11. En cinquième lieu, aux termes du second alinéa de l'article L. 613-1 du code de l'entrée et du séjour des étrangers et du droit d'asile : " Dans le cas prévu au 3° de l'article L. 611-1, la décision portant obligation de quitter le territoire français n'a pas à faire l'objet d'une motivation distincte de celle de la décision relative au séjour () ".

12. Il résulte de ces dispositions que la mesure d'éloignement prise à l'encontre de M. E, sur le fondement du 3° de l'article L. 611-1 du code de l'entrée et du séjour des étrangers et du droit d'asile, n'avait pas à faire l'objet d'une motivation distincte de celle de la décision de refus de titre de séjour en litige, laquelle est suffisamment motivée ainsi qu'il a été dit précédemment.

13. En sixième et dernier lieu, aux termes de l'article L. 611-3 du code de l'entrée et du séjour des étrangers et du droit d'asile, dans sa version antérieure à l'entrée en vigueur de la loi du 26 janvier 2024 pour contrôler l'immigration, améliorer l'intégration : " Ne peuvent faire l'objet d'une décision portant obligation de quitter le territoire français : () / 9° L'étranger résidant habituellement en France si son état de santé nécessite une prise en charge médicale dont le défaut pourrait avoir pour lui des conséquences d'une exceptionnelle gravité et si, eu égard à l'offre de soins et aux caractéristiques du système de santé du pays de renvoi, il ne pourrait pas y bénéficier effectivement d'un traitement approprié ".

14. La décision portant obligation de quitter le territoire français en litige a été édictée le 2 août 2024, date à laquelle les dispositions citées au point précédent avaient déjà été abrogées par la loi du 26 janvier 2024 pour contrôler l'immigration, améliorer l'intégration.

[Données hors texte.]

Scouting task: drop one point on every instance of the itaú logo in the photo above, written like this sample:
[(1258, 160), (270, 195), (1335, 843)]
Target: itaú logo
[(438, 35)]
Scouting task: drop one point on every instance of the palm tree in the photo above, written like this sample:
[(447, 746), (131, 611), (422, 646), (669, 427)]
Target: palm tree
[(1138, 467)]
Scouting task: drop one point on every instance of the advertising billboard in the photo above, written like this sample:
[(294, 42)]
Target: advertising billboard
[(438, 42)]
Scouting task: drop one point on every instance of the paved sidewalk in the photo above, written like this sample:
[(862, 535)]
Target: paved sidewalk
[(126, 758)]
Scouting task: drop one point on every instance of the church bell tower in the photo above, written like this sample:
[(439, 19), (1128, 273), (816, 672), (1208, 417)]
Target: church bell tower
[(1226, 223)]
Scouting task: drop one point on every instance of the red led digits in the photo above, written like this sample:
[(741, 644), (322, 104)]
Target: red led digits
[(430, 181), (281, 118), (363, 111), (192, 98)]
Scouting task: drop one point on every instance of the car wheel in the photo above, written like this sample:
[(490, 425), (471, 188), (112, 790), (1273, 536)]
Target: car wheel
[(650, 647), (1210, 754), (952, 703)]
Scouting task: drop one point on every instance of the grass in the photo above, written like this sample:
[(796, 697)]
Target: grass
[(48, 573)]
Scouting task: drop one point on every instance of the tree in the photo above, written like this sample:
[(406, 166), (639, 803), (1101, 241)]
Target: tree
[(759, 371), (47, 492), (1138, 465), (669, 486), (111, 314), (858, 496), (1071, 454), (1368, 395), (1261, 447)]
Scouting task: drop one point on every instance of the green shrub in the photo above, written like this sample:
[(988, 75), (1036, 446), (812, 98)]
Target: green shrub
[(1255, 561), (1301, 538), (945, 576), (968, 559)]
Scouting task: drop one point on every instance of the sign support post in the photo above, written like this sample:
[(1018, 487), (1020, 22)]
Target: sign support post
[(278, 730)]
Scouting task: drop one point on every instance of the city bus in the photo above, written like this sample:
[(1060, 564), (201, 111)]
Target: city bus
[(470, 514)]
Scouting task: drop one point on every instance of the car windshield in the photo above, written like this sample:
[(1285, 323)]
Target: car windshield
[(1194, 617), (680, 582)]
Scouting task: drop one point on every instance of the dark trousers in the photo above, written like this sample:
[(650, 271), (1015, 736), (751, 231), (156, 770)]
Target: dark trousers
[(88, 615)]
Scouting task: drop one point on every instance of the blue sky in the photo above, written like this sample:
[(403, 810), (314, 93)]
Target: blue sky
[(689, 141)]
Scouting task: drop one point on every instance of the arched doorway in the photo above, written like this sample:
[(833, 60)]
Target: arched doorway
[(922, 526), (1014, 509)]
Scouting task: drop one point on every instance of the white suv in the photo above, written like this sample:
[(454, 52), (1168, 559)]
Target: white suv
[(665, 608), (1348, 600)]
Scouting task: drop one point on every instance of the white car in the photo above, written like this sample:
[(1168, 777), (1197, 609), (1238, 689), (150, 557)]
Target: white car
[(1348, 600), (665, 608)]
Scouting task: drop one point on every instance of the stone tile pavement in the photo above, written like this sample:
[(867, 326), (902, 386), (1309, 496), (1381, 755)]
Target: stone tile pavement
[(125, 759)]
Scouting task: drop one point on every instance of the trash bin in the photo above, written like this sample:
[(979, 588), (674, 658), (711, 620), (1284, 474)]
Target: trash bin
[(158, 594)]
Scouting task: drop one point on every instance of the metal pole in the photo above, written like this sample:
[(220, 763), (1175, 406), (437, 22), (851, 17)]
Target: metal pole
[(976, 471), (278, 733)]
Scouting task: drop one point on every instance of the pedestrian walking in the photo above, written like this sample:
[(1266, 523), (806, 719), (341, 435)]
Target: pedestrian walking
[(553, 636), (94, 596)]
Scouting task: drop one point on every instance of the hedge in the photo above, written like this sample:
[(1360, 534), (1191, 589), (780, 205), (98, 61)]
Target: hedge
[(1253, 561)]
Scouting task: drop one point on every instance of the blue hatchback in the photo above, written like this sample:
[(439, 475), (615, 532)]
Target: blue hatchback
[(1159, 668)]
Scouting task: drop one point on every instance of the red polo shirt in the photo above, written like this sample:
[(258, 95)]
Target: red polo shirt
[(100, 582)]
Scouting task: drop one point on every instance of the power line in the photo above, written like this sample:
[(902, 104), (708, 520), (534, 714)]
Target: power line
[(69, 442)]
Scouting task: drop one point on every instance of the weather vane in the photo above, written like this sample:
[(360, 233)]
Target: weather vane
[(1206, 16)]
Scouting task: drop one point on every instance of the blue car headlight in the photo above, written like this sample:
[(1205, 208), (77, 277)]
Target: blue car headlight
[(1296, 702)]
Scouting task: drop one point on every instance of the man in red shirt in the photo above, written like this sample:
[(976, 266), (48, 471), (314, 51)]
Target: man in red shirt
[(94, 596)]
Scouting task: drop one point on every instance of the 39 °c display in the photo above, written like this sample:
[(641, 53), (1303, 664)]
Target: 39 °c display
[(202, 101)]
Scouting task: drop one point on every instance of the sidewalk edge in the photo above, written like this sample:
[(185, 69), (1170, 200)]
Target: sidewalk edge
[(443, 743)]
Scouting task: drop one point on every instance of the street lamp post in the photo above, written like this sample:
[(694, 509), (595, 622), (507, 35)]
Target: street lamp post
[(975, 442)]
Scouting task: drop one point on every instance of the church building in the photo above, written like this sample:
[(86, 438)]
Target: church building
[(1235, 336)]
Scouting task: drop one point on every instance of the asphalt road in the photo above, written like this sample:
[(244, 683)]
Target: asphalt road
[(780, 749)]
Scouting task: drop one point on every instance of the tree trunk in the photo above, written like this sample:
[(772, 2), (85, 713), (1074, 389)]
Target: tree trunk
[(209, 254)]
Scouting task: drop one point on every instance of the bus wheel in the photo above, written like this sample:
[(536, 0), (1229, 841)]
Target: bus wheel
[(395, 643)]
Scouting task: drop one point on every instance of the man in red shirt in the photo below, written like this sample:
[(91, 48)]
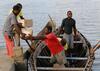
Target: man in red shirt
[(55, 47)]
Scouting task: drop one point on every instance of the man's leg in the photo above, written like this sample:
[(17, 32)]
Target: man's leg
[(17, 39), (71, 41)]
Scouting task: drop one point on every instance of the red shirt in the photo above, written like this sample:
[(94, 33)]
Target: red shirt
[(53, 44)]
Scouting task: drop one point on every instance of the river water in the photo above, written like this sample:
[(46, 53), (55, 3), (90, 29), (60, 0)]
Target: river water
[(85, 12)]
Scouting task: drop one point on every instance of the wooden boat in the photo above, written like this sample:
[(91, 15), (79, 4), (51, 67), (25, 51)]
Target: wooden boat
[(79, 57)]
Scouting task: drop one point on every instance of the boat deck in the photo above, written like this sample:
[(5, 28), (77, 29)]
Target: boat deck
[(6, 64)]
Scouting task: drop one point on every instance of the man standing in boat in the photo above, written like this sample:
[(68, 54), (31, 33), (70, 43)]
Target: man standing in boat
[(10, 25), (68, 25)]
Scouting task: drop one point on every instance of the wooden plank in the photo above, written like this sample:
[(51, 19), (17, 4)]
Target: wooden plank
[(71, 58), (60, 69)]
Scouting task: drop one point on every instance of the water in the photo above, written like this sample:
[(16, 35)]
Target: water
[(85, 12)]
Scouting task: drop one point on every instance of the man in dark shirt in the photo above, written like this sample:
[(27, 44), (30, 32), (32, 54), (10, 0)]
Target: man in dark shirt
[(68, 25)]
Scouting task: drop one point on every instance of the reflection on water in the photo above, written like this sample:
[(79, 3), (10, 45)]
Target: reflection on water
[(85, 12)]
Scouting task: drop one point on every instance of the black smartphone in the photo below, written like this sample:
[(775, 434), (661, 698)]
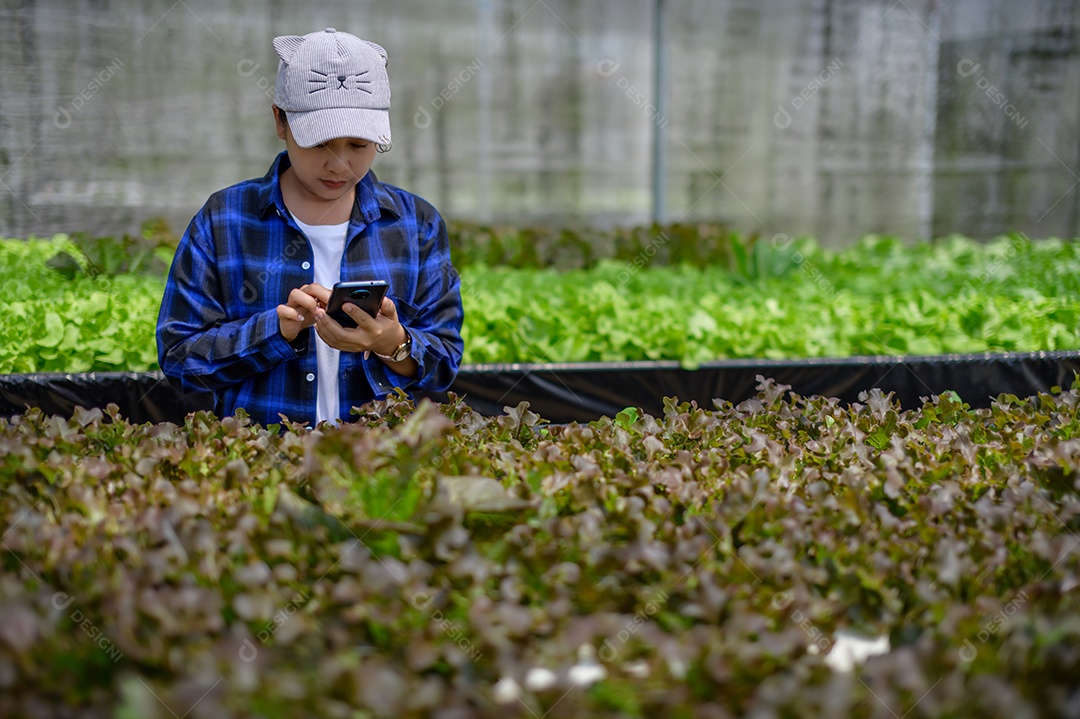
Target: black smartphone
[(366, 295)]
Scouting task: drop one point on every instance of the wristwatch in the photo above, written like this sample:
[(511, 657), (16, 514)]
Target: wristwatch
[(402, 352)]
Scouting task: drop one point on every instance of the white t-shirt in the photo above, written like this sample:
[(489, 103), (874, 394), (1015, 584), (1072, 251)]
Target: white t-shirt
[(327, 242)]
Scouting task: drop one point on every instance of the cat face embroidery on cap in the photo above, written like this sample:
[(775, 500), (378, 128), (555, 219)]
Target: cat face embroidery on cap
[(319, 81)]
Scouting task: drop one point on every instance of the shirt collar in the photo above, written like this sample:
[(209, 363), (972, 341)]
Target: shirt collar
[(373, 198)]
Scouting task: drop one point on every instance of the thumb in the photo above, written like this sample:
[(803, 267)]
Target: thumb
[(388, 309)]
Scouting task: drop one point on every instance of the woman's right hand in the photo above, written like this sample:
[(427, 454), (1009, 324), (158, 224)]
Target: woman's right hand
[(299, 311)]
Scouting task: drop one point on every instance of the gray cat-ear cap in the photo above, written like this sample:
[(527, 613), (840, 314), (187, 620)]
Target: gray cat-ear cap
[(333, 84)]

Dans ces conditions, M. E ne peut utilement soutenir que la mesure d'éloignement en litige méconnaît ces dispositions qui ne sont plus en vigueur depuis le 28 janvier 2024 et qui n'ont pas été remplacées par des dispositions équivalentes. Par suite, et en tout état de cause compte tenu de ce qui a été dit au point 10, ce moyen ne peut qu'être écarté.

15. Il résulte de tout ce qui précède que la requête de M. E doit être rejetée, y compris ses conclusions à fin d'injonction et d'astreinte ainsi que celles présentées au titre de l'article L. 761-1 du code de justice administrative.

D É C I D E :

Article 1er : La requête de M. E est rejetée.

Article 2 : Le présent jugement sera notifié à M. D E et au préfet de Vaucluse.

Délibéré après l'audience du 22 novembre 2024, à laquelle siégeaient :

M. Peretti, président,

M. Parisien, premier conseiller,

M. Mouret, premier conseiller.

Rendu public par mise à disposition au greffe le 6 décembre 2024.

Le rapporteur,

R. MOURETLe président,

P. PERETTI

Le greffier,

D. BERTHOD

La République mande et ordonne au préfet de Vaucluse en ce qui le concerne ou à tous commissaires de justice à ce requis en ce qui concerne les voies de droit commun contre les parties privées, de pourvoir à l'exécution de la présente décision.